With the unfolding of the financial and debt crises in Western developed economies and their shrinking external demands, China's foreign trade is facing greater pressure. Besides, some developed countries have resorted to protectionism against China to squeeze its overseas market. And the US' loose monetary policy could again shift the burden of its crisis onto emerging economies, led by China. Under such circumstances, it is difficult for China to maintain steady growth and create enough jobs.

The combination of the spillover effect of regional turmoil and the side effects of information technology make maintaining political and social stability an arduous task.

Amid the continuing upheaval in West Asia and North Africa, the West insists that it has the "responsibility to protect" people when its actual aim is to achieve "regime change" through armed intervention. Developing countries today find it more difficult to safeguard their sovereignty.
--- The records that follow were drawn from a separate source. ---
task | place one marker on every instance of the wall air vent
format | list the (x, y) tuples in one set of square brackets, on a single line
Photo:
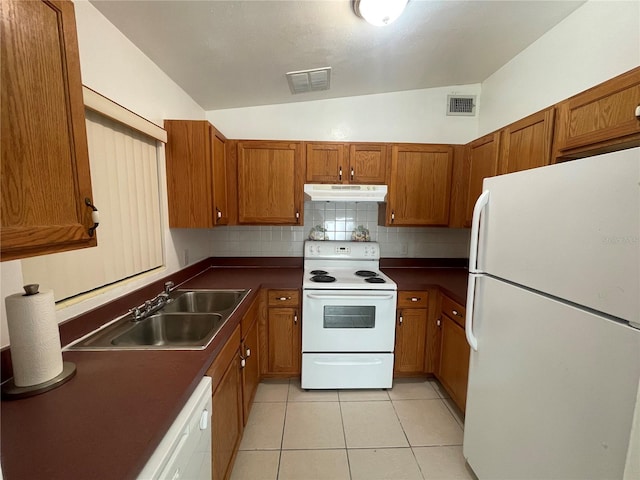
[(463, 105), (313, 80)]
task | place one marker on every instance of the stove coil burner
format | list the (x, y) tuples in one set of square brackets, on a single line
[(366, 273), (375, 280), (323, 278)]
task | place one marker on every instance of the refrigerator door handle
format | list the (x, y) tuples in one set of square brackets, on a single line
[(482, 202), (468, 324)]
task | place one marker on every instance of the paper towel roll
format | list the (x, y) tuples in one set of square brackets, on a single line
[(35, 339)]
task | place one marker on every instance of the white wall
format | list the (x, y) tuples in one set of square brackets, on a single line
[(114, 67), (410, 116), (598, 41)]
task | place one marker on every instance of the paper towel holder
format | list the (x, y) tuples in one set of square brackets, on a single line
[(10, 391)]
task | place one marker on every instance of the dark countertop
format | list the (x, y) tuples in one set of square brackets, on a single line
[(106, 422)]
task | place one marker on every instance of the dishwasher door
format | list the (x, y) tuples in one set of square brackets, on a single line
[(185, 450)]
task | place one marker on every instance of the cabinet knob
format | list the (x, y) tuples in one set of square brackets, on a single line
[(95, 216)]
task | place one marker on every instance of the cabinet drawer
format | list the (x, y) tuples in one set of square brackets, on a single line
[(284, 298), (413, 299), (224, 358), (453, 310)]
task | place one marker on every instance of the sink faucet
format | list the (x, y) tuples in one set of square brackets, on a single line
[(150, 307)]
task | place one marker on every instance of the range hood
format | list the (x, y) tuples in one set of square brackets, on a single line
[(344, 193)]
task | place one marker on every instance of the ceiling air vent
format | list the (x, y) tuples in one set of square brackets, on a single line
[(461, 105), (312, 80)]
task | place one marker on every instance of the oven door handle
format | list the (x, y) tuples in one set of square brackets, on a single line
[(349, 297)]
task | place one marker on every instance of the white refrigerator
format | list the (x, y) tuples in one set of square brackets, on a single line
[(554, 293)]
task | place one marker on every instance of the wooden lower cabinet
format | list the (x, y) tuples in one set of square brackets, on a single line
[(226, 417), (250, 354), (411, 333), (453, 368), (284, 332)]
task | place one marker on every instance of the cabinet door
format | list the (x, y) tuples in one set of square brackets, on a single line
[(326, 162), (527, 143), (251, 370), (189, 173), (411, 335), (219, 166), (285, 342), (367, 163), (270, 183), (454, 361), (420, 185), (226, 421), (483, 162), (602, 115), (45, 161)]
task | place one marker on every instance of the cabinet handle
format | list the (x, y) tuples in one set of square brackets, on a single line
[(95, 216)]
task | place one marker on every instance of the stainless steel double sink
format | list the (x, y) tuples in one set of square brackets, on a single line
[(189, 321)]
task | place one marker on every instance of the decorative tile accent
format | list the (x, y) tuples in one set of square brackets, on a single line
[(340, 219)]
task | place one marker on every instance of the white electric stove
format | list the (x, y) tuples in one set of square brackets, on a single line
[(349, 311)]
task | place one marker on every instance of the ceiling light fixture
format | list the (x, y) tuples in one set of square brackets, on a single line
[(379, 12)]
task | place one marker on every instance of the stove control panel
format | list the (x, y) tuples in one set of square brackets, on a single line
[(342, 250)]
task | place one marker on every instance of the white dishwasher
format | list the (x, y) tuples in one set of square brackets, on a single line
[(185, 450)]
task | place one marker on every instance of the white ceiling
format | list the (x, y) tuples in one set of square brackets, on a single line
[(228, 54)]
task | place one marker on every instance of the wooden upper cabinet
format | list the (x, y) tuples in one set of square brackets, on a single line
[(483, 162), (326, 162), (359, 163), (420, 185), (45, 161), (220, 192), (600, 119), (196, 174), (270, 182), (526, 143), (368, 163)]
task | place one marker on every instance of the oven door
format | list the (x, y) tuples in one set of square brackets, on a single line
[(348, 321)]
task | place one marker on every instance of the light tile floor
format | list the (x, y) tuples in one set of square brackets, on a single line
[(412, 431)]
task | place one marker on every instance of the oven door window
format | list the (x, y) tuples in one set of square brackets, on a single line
[(346, 316)]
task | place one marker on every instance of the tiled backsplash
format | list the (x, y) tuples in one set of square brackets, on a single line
[(340, 219)]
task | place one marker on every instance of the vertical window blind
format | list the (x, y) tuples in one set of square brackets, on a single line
[(124, 177)]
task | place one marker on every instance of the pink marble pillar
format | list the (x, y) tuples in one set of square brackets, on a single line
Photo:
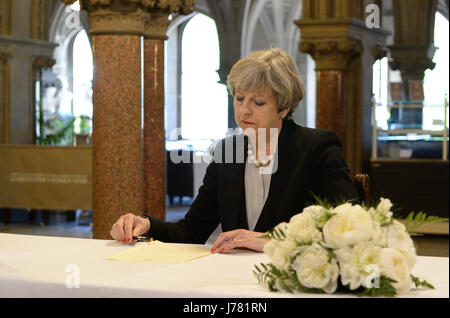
[(154, 134), (117, 141), (331, 102)]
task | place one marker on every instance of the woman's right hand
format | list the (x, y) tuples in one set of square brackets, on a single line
[(129, 225)]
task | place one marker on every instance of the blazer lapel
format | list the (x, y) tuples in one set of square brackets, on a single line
[(235, 211), (270, 215)]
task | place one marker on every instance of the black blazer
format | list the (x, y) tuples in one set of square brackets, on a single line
[(309, 161)]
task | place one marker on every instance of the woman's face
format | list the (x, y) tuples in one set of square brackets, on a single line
[(257, 109)]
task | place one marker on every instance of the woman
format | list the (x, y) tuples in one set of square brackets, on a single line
[(260, 178)]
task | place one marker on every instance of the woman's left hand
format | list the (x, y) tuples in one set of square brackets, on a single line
[(239, 238)]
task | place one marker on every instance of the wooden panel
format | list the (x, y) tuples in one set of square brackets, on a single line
[(413, 185)]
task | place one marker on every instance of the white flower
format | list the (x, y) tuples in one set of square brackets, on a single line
[(349, 227), (315, 270), (384, 207), (359, 266), (396, 236), (341, 208), (393, 264), (279, 252), (318, 213), (302, 228)]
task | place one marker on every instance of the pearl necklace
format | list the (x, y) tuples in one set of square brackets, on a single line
[(257, 163)]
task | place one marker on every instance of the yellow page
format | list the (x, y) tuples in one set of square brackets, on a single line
[(160, 252)]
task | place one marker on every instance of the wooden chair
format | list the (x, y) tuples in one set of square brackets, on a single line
[(362, 183)]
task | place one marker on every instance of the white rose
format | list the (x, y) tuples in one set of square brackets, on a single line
[(382, 213), (396, 236), (393, 264), (314, 269), (279, 252), (384, 207), (359, 265), (318, 213), (341, 208), (302, 227), (349, 227)]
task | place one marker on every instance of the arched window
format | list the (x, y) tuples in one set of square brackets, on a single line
[(380, 90), (204, 113), (436, 84), (82, 83)]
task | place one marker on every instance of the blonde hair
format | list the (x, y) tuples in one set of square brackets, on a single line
[(271, 68)]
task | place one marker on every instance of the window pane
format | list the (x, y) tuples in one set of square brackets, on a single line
[(204, 113), (82, 82)]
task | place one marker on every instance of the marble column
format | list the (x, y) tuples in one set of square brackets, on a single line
[(413, 49), (154, 131), (229, 17), (154, 134), (5, 120), (116, 29), (344, 50), (120, 152), (116, 138), (331, 100)]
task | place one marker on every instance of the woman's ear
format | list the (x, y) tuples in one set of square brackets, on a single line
[(284, 113)]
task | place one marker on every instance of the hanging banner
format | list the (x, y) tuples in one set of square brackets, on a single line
[(46, 177)]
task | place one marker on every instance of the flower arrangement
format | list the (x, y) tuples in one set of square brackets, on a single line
[(348, 248)]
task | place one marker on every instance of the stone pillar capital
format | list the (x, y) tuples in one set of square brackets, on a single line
[(39, 62), (331, 54), (412, 60), (4, 56), (149, 18)]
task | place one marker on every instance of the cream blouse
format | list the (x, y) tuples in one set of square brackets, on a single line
[(257, 184)]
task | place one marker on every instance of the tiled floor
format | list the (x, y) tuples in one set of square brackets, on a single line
[(427, 245)]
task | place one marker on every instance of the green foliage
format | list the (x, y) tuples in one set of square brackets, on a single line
[(63, 130), (277, 280), (275, 234), (414, 221), (385, 288), (421, 284)]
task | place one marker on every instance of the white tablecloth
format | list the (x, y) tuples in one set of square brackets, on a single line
[(42, 266)]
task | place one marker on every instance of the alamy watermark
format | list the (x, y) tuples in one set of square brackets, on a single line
[(72, 20), (73, 277), (233, 149), (373, 16)]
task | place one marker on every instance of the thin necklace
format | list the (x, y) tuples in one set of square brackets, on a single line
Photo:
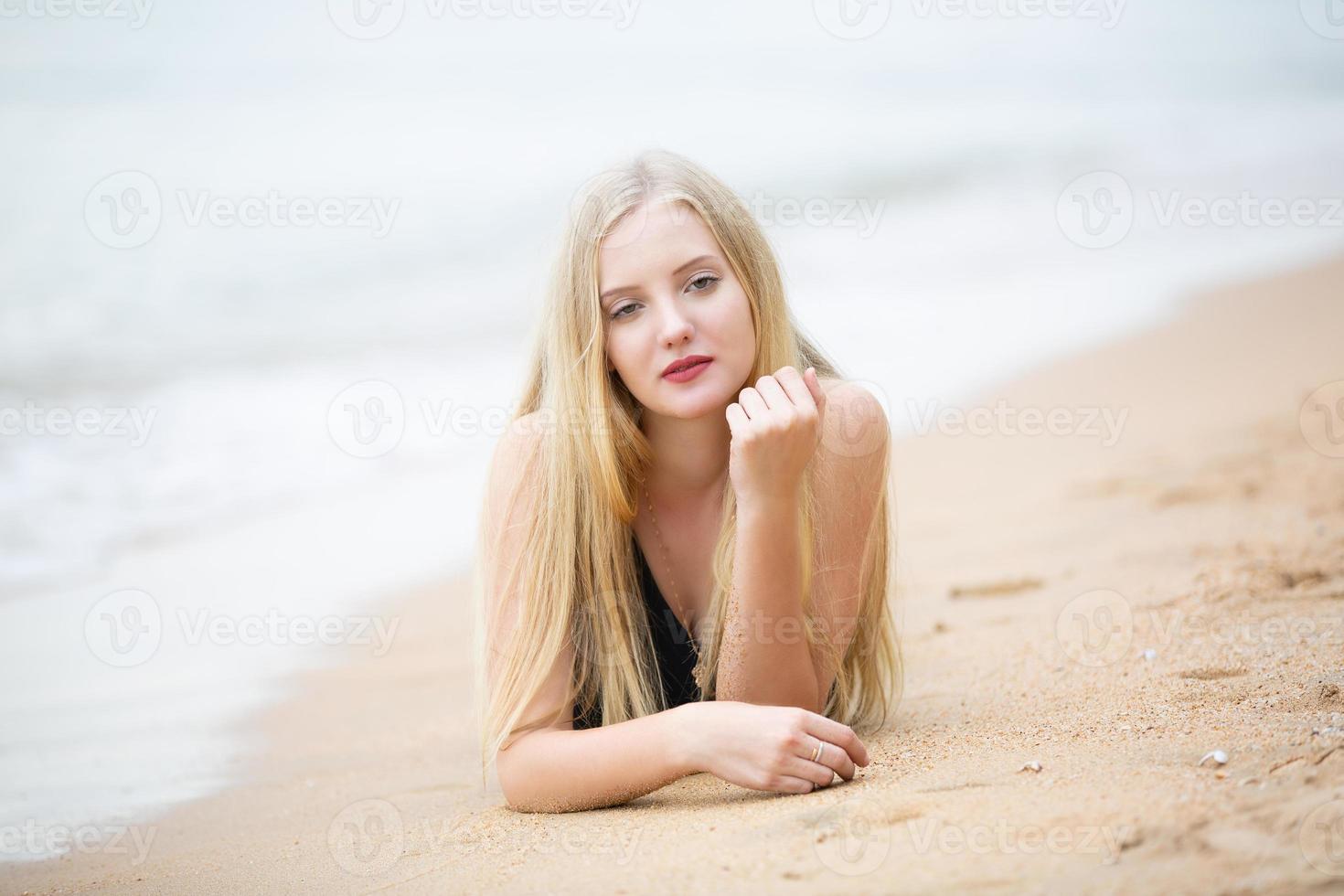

Moreover, the US is trying to use maritime territorial disputes surrounding China to fulfill its own interests. China's rise is worrying for its neighbors that have maritime territorial disputes with it. Using this to its advantage and to maintain its dominant status in the Asia-Pacific region, the US has tried to drive a wedge between China and some of its neighbors and force it to get bogged down in endless troubles in its neighborhood.

China has unprecedented opportunities for its development but it also faces challenges, and its scientific and peaceful development still has a long way to go.

That's why it should proceed with confidence, generate new ideas in diplomatic strategy by sticking to the Scientific Outlook on Development, use its advantages and avoid the pitfalls, and make full use of the important strategic opportunity period to build a well-off society in an all-round way and keep creating new opportunities.

The author is deputy director of World Politics Research Institute, affiliated to the China Institutes of Contemporary International Relations.